Chris Croughton said:
Several popular compilers will warn you about that if you enable
warnings, because the condition can never be true so the statements
after it are unreachable.
If that's what you mean then do it -- but if len is larger than MAXINT
it will have undefined effect so you need to check for that first.
Yep. The ugly thing gets in.
And is totally non-portable. Even between assemblers for the same
platform.
True, but for an experienced programmer such as I am, converting most of the
source between TASM, MASM, NASM, (G)AS, etc etc, isn't a problem, rather a
straightforward excersize.
But different people find different parts of it counter-intuitive,
that's the problem, and same is true for all other programming
languages. Including asssembler.
NOT R1
BIC R1, R0
instead of
AND R1, R0
While I understand what NOT and AND usually mean and do, BIC isn't in my
vocabulary. What is it? BIt Clear, clears the specified pattern of bits?
I'm not sure I see the point here other than doing essentially the same
thing two slightly different ways.
And many other oddities which only make sense if you know a particular
processor in detail.
That's fine
Sigh.
And would confuse many more. C was written for systems programmers,
largely, and so was designed tro do what you told it and nothing more.
That's how every language and machine work. All errors are commited by the
engineers because when they fail translate the idea/algorithm into machine
language. I don't see a problem here. Actually, having both signed and
unsigned integer types in any language would be that "more" thing as most
CPUs don't differentiate the two, it's not needed in 2's complemented
addition, subtraction, comparison... The CPU simply sets/clears the carry
and overflow flags and it is the programmer to give the meaning to these
flags and sign bits. The sign starts matter when we do conversion to longer
types (as it needs replication) and in multiply/divide/modulo operations.
The rest, the bit logic, is the bit logic, it shouldn't and doesn't care
about the meanings of the MSBits.
So if you want to do some conversions other than the default, you do
them. C is not designed for mathematics (try FORTRAN -- "FORmula
TRANslation"), so you get 1/2 == 0 because that is what is expected in
integer arithmetic even though it isn't in mathematics, and if you then
assign the result to a floating point variable it sets it to zero.
That's fine. Actually, any decent mathematicion must understand this.

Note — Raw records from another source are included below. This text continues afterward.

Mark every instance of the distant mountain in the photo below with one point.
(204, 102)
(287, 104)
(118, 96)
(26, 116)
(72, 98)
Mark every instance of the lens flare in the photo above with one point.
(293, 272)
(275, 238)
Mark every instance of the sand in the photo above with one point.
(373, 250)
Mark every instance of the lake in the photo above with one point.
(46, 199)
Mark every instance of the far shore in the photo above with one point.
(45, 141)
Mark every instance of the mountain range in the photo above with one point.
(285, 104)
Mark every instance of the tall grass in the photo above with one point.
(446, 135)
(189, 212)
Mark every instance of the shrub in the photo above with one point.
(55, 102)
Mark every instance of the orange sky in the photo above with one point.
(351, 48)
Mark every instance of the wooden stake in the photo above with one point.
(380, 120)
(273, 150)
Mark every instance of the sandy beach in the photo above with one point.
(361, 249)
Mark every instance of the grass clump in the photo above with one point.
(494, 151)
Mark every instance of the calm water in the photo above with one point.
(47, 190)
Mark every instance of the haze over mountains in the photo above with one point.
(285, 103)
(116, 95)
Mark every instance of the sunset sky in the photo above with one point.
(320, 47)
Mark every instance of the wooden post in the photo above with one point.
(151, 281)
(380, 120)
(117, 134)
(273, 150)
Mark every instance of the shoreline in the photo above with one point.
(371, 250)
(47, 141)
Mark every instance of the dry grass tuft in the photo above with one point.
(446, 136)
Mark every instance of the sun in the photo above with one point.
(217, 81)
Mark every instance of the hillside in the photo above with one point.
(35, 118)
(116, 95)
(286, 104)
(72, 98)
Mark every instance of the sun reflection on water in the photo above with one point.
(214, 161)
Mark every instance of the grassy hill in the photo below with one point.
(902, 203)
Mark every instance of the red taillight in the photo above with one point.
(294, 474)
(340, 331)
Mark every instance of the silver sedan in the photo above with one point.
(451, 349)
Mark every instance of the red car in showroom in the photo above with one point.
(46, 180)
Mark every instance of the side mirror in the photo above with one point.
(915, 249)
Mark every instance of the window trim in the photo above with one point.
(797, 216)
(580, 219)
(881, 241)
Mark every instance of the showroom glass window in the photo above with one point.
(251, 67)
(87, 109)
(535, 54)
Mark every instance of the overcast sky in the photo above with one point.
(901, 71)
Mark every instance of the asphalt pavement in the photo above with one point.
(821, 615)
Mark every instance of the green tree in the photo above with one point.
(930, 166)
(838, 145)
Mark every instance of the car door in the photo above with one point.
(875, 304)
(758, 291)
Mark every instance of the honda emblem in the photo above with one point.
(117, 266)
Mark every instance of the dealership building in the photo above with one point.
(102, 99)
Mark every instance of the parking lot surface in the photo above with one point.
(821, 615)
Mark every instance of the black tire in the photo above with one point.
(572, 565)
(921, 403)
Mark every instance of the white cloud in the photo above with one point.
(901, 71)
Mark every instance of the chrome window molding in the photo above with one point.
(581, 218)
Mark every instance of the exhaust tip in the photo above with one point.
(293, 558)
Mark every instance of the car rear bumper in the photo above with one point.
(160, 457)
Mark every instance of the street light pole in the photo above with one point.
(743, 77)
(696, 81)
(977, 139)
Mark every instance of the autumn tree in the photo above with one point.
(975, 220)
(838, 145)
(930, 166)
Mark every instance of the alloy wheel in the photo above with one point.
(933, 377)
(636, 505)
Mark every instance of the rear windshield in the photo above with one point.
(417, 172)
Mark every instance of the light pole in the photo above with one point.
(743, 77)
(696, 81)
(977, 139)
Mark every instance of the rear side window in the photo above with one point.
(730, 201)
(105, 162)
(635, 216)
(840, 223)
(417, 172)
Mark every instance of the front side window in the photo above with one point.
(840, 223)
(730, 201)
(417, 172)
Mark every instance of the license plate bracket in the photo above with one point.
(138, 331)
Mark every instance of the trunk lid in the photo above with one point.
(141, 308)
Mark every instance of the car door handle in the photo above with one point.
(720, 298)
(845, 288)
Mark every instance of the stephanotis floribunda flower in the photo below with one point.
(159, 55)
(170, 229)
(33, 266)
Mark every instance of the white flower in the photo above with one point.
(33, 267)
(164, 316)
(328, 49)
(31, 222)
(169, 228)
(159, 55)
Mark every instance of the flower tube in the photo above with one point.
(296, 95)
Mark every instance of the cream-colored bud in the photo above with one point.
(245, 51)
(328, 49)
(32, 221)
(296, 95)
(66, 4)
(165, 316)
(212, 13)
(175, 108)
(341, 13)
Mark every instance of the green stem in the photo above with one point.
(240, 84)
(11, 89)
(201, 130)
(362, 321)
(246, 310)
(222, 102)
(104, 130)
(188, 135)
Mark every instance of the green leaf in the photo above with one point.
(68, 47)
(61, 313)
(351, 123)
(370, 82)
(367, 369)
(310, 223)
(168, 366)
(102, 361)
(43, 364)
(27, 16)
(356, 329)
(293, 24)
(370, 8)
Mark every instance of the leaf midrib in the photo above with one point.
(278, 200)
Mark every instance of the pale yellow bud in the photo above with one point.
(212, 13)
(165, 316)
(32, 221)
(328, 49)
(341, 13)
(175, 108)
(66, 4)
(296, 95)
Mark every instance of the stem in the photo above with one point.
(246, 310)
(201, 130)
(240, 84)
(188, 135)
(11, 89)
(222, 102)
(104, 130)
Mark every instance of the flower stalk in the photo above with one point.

It's certainly not perfect, at least one of the original authors of the
language has admitted that the precedence of some of the operators was
wrong,
like in:
if (a & b == c) {}
?
but there is by now no chance of changing it because there is too
much code which depends on it. Just as with natural language, we can't
just change English spelling to something more lojikal at a wim, evn tho
sum pepl hav trid to do that.
Wel, if ju rimuv ol thi unnidid nd komplikeitid stuf from thi langwidj, it'l
bicum unridbl. Or turn in to something closer to, say, German.
Except it's worse with computer languages
because you can probably understand what I wrote where a compiler
can't...
Ah stupid compilers...
There's a joke in our company... Q: how to make
such code, adding to which -10 dB of noise (or 32% of errors/bugs
, would
still compile and work properly?
(And yes, I know that the Cyrillic alphabet did have several letters
removed as an act of the government, but that can only be done when the
government can say that all books in the previous script have to be
replaced and be obeyed...)
If that was done to English, the world would benefit. But it can't be done
because the price would IMO be even bigger contextuality. Currently, at
least the spellings of different things are different. Can't imagine they
would be identical. The whole language would need changes.